Conservation Projects: Milkweed, Monarchs and More
Updated: Jul 28, 2022
Last spring, Platteville resident and conservationist, Richard (Dick) Weber, sent a letter to the PCA explaining how he was considering which charitable organizations to financially support that year. In his note, he also lamented the declines he’d observed in his lifetime of milkweed and consequently, monarch butterfly populations that depend on this plant for survival.
He recounted his experience as a young boy during WWII collecting milkweed pods in support of the war effort. After the Japanese bombed Peal Harbor, the United States’ supply of kapok floss, a fiber used to fill life jackets (sourced from the kapok tree in the West Indies) was abruptly cut off. Dr. Boris Beckman in Chicago, discovered that milkweed floss would act as a superior substitute. Two large bags of milkweed pods would fill one lifejacket. Thus the slogan “two bags save one life” was created.
Dick and school children across Canada and 29 U.S. states east of the Rockies were armed with burlap sacks and tasked with collecting as many milkweed pods as possible. Dick says at that time it was easy to find milkweed pods in abundance. Highway crews were not mowing roadside vegetation as they do now, so he didn’t have to walk far to fill up a bag.
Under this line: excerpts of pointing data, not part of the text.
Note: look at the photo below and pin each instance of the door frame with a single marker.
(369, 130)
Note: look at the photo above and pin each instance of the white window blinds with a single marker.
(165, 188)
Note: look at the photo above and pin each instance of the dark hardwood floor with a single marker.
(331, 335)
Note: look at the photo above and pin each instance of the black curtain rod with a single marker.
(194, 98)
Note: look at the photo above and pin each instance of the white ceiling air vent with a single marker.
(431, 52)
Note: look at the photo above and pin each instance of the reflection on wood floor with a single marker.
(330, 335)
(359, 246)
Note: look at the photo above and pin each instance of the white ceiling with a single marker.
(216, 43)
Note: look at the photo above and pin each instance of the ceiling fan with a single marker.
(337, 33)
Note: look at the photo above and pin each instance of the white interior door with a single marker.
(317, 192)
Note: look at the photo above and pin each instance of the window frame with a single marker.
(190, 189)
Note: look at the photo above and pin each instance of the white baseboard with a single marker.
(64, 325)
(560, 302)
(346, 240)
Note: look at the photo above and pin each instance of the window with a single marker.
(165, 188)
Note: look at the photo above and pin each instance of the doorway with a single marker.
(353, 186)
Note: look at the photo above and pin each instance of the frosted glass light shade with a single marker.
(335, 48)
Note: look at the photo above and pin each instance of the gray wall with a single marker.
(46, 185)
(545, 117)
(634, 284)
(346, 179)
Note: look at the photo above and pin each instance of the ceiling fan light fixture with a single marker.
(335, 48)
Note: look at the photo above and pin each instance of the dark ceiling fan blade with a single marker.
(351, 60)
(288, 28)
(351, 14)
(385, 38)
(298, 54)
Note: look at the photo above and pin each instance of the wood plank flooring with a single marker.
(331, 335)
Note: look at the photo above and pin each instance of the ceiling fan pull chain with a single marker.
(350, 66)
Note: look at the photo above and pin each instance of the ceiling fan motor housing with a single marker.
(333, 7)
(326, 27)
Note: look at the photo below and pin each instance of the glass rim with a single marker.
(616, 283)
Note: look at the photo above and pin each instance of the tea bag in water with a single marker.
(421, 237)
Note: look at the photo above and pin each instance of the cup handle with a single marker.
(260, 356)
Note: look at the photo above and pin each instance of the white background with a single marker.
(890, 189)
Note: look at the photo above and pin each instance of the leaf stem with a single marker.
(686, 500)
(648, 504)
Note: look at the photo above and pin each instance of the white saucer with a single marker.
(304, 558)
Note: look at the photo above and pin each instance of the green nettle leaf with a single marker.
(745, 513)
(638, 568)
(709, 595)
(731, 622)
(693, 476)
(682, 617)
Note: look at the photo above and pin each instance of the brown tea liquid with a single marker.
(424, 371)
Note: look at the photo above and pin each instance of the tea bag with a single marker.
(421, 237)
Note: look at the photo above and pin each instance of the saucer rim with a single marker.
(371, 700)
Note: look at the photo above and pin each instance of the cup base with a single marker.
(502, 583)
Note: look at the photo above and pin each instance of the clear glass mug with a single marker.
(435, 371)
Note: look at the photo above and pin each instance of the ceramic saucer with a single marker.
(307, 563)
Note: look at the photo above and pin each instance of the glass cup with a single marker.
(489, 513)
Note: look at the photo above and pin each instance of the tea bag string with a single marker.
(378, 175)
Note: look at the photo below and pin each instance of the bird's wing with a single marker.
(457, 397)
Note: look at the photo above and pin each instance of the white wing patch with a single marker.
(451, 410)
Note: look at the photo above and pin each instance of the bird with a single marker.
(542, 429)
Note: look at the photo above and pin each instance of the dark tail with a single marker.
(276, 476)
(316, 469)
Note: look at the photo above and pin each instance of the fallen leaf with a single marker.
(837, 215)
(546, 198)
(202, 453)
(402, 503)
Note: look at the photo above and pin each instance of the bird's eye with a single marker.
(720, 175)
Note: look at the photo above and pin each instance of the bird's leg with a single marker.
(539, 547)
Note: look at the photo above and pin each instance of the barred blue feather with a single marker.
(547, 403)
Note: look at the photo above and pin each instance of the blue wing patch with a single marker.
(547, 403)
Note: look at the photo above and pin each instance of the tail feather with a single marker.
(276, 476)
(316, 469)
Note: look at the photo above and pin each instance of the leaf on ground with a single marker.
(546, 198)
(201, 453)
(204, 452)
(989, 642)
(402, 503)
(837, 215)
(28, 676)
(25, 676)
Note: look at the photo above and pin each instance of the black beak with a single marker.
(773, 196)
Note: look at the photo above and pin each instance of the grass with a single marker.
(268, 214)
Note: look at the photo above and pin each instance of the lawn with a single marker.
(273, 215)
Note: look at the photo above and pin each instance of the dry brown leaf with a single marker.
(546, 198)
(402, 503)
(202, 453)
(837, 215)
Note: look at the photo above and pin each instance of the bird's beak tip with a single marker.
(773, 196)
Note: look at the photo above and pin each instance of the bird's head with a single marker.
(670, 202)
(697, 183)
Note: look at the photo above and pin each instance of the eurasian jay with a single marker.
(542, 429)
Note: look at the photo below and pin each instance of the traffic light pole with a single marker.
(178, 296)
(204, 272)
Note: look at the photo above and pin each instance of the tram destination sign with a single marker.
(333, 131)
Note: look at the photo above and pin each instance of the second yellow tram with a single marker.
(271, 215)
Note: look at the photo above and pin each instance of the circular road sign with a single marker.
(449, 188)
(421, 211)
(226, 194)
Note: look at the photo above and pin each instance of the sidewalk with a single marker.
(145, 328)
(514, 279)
Instructions issued from the US government said, “a satisfactorily filled bag should contain about 800 pods, for which the government will pay 20 cents when properly dried.” By the end of the war about 12 million pounds of milkweed pods were collected and sent via train to Petosky, MI for processing.
Milkweed loss from habitat conversion to cropland is one of the main causes of the sharp decline in monarch populations. During a trail tour, Dick noticed abundant natural space along the trail that might be prime real estate for milkweed, so he wanted to hear more about the PCA’s conservation efforts that might support milkweed and monarch populations. We at the PCA were happy to share our conservation plans with him that will undoubtedly help monarchs, but also support various other native flora and fauna that face threats by invasive species and habitat destruction.
Dick was fully supportive of our conservation and restoration plans and backed them with a sizable donation to the PCA in 2021 and 2022. Our oak savanna restoration project, “Grizzly Flats” mini prairie area and our ongoing removal of invasive species that allow room for planting native species will all support conservation of native flora and fauna, including monarchs. In December, we spread 15 lbs. of native seed (including seed mixes that contain various species of milkweed) in those restoration areas and along the trail where honeysuckle shrubs have been removed.
Overall, eastern monarch populations have declined more than 80 percent over the past two decades. This eastern population accounts for about 99 percent of all North American monarchs. They are now dangerously close to being added to the Endangered Species list. Monarchs are threatened by pesticides, climate change, illegal logging on migration routes and habitat loss.
We’re happy to do what we can in the PCA to give monarchs the help they need to rebound. Last September, we participated in the Monarch Watch Tagging Program– a large-scale community science project that was initiated in 1992 to understand the dynamics of monarch fall migration through mark and recapture. Tim Donovan, PCA volunteer and Ecology Committee member, captured and tagged two monarchs near the PCA butterfly garden. These captured monarchs received a unique sticker tag carefully placed on their wings and geographic location, sex, and date of tagging is recorded before releasing the butterflies.
While the recovery rate of tagged monarchs is low, the majority of recovered tagged butterflies are found in central Mexico and that data provides researchers with valuable information about monarch migration.
We plan to host similar tagging events open to the public in the fall of 2022.